Revue de presse du lundi 13 février 2017

Tout intéresse la presse

Différents sujets font la une des journaux parus en kiosques ce lundi.

En Politique, Nouvelle Opinion ouvre le débat sur la question du mouvement de revendications des enseignants, et informe que la finalisation du statut particulier attendue le Jeudi prochain.
«  Jeudi, le jour du grand espoir est donc attendu, tous les regards sont désormais tournés vers ce groupe de travail et le souhait de tous les acteurs de l’éducation du Togo est que ce jour tant attendu soit celui du dénouement de la crise en vue du retour à la sérénité dans le monde de l’éducation  », ajoute-t-il.
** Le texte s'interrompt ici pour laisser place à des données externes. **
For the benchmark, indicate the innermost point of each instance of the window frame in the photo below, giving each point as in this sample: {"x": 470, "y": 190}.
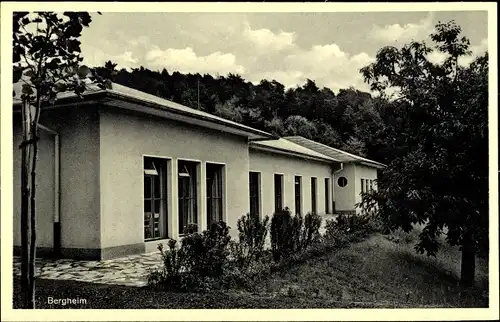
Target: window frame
{"x": 220, "y": 169}
{"x": 281, "y": 198}
{"x": 193, "y": 197}
{"x": 346, "y": 182}
{"x": 314, "y": 195}
{"x": 327, "y": 195}
{"x": 255, "y": 199}
{"x": 298, "y": 194}
{"x": 160, "y": 165}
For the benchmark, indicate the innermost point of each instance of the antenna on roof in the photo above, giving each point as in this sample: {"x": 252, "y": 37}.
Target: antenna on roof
{"x": 198, "y": 79}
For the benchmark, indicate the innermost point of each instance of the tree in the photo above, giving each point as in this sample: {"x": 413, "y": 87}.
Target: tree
{"x": 46, "y": 59}
{"x": 439, "y": 174}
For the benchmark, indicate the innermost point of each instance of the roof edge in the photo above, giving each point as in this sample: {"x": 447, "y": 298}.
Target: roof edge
{"x": 292, "y": 153}
{"x": 359, "y": 158}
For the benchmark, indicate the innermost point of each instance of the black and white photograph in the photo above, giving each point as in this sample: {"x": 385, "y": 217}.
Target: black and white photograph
{"x": 261, "y": 156}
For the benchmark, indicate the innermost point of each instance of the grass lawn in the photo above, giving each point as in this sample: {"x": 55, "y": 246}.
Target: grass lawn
{"x": 372, "y": 273}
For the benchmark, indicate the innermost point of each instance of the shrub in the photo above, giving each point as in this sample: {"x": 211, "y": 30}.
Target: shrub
{"x": 200, "y": 263}
{"x": 312, "y": 224}
{"x": 252, "y": 238}
{"x": 282, "y": 234}
{"x": 346, "y": 228}
{"x": 207, "y": 253}
{"x": 290, "y": 235}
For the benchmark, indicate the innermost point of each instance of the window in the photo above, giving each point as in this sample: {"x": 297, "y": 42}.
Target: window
{"x": 298, "y": 195}
{"x": 327, "y": 195}
{"x": 155, "y": 208}
{"x": 342, "y": 182}
{"x": 314, "y": 207}
{"x": 278, "y": 192}
{"x": 214, "y": 193}
{"x": 254, "y": 193}
{"x": 187, "y": 194}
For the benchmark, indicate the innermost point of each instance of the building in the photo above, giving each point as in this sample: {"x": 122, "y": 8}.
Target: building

Gouvernance sociale sous Faure Gnassingbé, Le Correcteur évoque le cas de la CEET, des Auto-écoles, de LCF, de CECO, de l’OTR, des Universités Privées par une valse de mesures et décisions impopulaires qui renvoient des milliers de Togolais dans la rue.
« A cause de problèmes administratifs avancés, les autorités togolaises ont engagé un processus qui a abouti au chômage de leurs compatriotes à qui ils doivent être des pourvoyeurs d’emplois. Le secteur informel n’échappe non plus à la hache destructrice des premiers responsables du Togo. Même les initiatives privées qu’on feint de soutenir dans un folklore retentissant subit de plein fouet des décisions dévastatrices  », montre-t-il.

Liberté parle du problème de sollicitude sélective à l’égard des corps habillés où Faure Gnassingbé oublie « décidément » les agents de la police.

« A quand l’amélioration effective des conditions de travail et de vie des agents de la police nationale ? Cette problématique était déjà soulevée depuis bientôt deux (2) ans et les gouvernants ont semblé s’intéresser à leur situation, en faisant adopter un décret d’application n’étant jamais pris pour enclencher sa mise en œuvre. A contrario pendant ce temps, les autres corps des forces armées et de sécurité sont dorlotés par Faure Gnassingbé », fustige le journal.

En conseil des ministres le samedi dernier, La Symphonie évoque le bilan sécuritaire de l’année 2016 et déplore 5.393 cas d’accidents, 514 décès et 6846 blessés.
« En ce qui concerne la criminalité on note au total 82 cas de braquage, 32 cas de vol à main armée, 92 cas d’homicide volontaire et 829 cambriolages. Concernant le trafic illicite de stupéfiants, près de 5000 kilogrammes de drogues, plus de 10.000 kilogrammes de médicaments illicites ont été saisis. Pour ce qui est du trafic illicite de produits pétroliers, on note une véritable baisse des saisies. Au total, ont été saisis, environ 500.000 litres de carburant, 184 véhicules, 93 motos non immatriculées et 27 personnes ont été, par ailleurs, déférées  », informe-t-il.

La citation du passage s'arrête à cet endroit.